Bored university student discovers Wikipedia, as most university 
students do; finds it to be a useful source of information and, being 
bored, wonders if making the odd edit here and there might not be a good 
way to while away the time. Edits some pages, then a few more, then a 
few hundred more; decides this Wikipedia thing seems to be going places, 
unlike self; still bored, starts getting more involved with the project. 
Contributes, maintains obscure project pages, eventually gets made 
administrator. Attempts to brag about this to friends, is labelled as 
nerd, loses friends.

Starts using IRC channels, subscribes to mailing lists, deletes pages, 
blocks vandals. Becomes caught up in drama, semi-forced into resignation 
of adminship, decides to leave.
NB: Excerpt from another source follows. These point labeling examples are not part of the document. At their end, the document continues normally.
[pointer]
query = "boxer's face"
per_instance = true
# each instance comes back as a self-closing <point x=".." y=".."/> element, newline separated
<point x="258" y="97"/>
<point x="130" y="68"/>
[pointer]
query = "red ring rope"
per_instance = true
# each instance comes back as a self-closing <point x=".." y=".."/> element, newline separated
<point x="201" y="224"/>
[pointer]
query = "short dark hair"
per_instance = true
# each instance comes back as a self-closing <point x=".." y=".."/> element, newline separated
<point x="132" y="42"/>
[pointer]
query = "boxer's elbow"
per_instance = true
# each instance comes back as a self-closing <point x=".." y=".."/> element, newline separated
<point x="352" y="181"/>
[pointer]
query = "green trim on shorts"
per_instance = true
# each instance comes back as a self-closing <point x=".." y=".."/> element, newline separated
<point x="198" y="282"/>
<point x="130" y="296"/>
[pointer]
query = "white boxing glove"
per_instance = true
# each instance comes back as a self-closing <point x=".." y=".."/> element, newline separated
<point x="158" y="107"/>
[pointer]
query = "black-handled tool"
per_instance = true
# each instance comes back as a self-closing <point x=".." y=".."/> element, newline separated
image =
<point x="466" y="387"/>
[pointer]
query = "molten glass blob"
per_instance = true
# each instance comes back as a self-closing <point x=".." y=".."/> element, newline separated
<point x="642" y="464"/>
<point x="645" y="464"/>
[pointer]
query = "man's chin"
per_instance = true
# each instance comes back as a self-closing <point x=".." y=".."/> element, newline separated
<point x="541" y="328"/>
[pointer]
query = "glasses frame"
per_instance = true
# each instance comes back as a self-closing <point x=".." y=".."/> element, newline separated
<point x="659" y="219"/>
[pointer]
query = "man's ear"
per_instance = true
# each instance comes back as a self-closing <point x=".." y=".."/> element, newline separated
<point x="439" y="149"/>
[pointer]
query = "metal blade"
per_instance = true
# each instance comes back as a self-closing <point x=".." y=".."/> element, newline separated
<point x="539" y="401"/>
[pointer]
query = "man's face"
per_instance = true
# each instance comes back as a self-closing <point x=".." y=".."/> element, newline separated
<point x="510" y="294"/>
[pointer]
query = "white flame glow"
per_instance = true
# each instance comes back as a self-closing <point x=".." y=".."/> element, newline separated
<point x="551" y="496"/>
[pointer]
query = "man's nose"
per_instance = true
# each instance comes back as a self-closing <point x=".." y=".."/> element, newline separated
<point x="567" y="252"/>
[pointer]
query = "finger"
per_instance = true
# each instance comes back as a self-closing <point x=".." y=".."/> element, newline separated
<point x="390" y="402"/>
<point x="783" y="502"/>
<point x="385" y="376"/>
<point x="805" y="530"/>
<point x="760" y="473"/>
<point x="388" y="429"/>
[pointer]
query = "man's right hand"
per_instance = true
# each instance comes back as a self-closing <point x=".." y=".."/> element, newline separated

Fails to do so due to lack of 
self-control; returns under alternative name, writes anti-vandalism 
tool, reverts vandalism. Remembers "university student" part too late; 
fails exams, is annoyed, quits. Does not edit for a month, is labelled 
"missing".

Relocates education; resolves only to edit when sufficient time presents 
itself; returns under original name. Finds time is short, limits extent 
of contribution to vandalism reversion, failed adminship requests, jokes 
that aren't funny, borderline trolling, and sarcastic mailing list 
posts. Watches English Wikipedia community dig itself deeper into hole, 
decides association with said community was a bad idea in the first place.

With your hard-earned cash safely in the Foundation's grubby mitts, can 
go on to fail exams yet again and live a life of poverty!

----

Actually come to think of it, this, er, might put people off donating. 
Perhaps best not to use it.

> Any feedback is appreciated. :-)

> Happy holidays to all!
> Erik

Indeed. Have a great time, everyone.